Monthly sales, in thousands, of a new laptop computer grow according to the model
N(t)=4.7te^-0.3t
where t is the number after introduction. Determine the point of diminishing returns and interpret your answer.
well, what does diminishing returns mean? Sales decrease while numbers increase.
So, you want to find t for max N.
the point at which the growth of a function begins to slow down
good call. So, rather than being where f' goes negative, it is where f' starts decreasing: where f" goes negative. That is, when the graph changes from concave up to concave down.
Unfortunately, this graph starts out concave down, so the growth rate is always decreasing, and then it starts increasing at t = 20/3
http://www.wolframalpha.com/input/?i=4.7te%5E(-0.3t)+,+0%3Ct%3C20
ty!
To determine the point of diminishing returns for the monthly sales of the laptop computer, we need to find the point at which the rate of increase starts to slow down significantly.

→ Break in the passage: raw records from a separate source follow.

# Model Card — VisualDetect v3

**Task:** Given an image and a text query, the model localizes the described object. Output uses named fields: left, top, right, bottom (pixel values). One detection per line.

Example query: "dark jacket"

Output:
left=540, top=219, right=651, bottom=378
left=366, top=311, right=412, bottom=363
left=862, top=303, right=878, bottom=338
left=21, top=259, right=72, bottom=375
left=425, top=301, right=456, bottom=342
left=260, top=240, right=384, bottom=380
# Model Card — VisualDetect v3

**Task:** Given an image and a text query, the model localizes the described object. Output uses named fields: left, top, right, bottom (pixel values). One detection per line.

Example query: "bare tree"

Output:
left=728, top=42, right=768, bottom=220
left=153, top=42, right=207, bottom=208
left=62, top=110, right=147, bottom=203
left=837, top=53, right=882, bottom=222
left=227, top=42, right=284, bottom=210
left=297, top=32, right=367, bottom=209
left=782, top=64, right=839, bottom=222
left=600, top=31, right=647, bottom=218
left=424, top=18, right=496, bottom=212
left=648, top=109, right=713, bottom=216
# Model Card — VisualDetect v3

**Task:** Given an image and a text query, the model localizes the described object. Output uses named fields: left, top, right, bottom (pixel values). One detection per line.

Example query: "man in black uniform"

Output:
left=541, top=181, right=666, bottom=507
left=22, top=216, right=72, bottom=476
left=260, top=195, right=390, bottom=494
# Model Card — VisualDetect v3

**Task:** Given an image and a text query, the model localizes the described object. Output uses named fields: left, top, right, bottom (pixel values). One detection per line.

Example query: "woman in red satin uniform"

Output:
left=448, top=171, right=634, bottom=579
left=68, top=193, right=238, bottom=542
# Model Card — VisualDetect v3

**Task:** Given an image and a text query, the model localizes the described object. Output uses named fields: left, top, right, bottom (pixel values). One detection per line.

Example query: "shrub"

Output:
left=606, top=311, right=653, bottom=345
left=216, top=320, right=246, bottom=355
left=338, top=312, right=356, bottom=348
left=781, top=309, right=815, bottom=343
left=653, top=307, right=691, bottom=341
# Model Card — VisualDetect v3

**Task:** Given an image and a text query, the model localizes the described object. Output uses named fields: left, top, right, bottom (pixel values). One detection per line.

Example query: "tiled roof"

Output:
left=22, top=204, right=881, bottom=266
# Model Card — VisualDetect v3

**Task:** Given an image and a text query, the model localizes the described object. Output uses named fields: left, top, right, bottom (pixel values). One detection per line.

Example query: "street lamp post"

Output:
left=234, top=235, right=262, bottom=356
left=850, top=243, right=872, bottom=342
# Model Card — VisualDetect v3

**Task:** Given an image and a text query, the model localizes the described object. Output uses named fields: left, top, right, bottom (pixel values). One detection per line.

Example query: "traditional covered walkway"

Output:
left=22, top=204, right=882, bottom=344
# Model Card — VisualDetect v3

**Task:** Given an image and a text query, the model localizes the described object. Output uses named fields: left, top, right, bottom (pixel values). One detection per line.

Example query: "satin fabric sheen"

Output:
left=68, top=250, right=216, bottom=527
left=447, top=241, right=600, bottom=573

The rate of increase can be determined by taking the derivative of the monthly sales function N(t) with respect to t:
N'(t) = (4.7)e^(-0.3t) - 0.3(4.7)te^(-0.3t)
To find the point of diminishing returns, we set the derivative equal to zero and solve for t:
(4.7)e^(-0.3t) - 0.3(4.7)te^(-0.3t) = 0
Dividing by (4.7)e^(-0.3t), we get:
1 - 0.3t = 0
Simplifying further, we have:
0.3t = 1
t = 1 / 0.3
t ≈ 3.33
Therefore, the point of diminishing returns occurs approximately 3.33 units of time after the introduction of the laptop computer.
Interpretation:
At the point of diminishing returns, the rate of increase in monthly sales starts to slow down significantly. This means that after around 3.33 units of time, the growth of monthly sales becomes less significant or less rapid. This could imply that the market is becoming saturated as more people already have the laptop or there is increased competition from other similar products. The company may need to implement new marketing strategies or introduce updated features to maintain and further improve sales.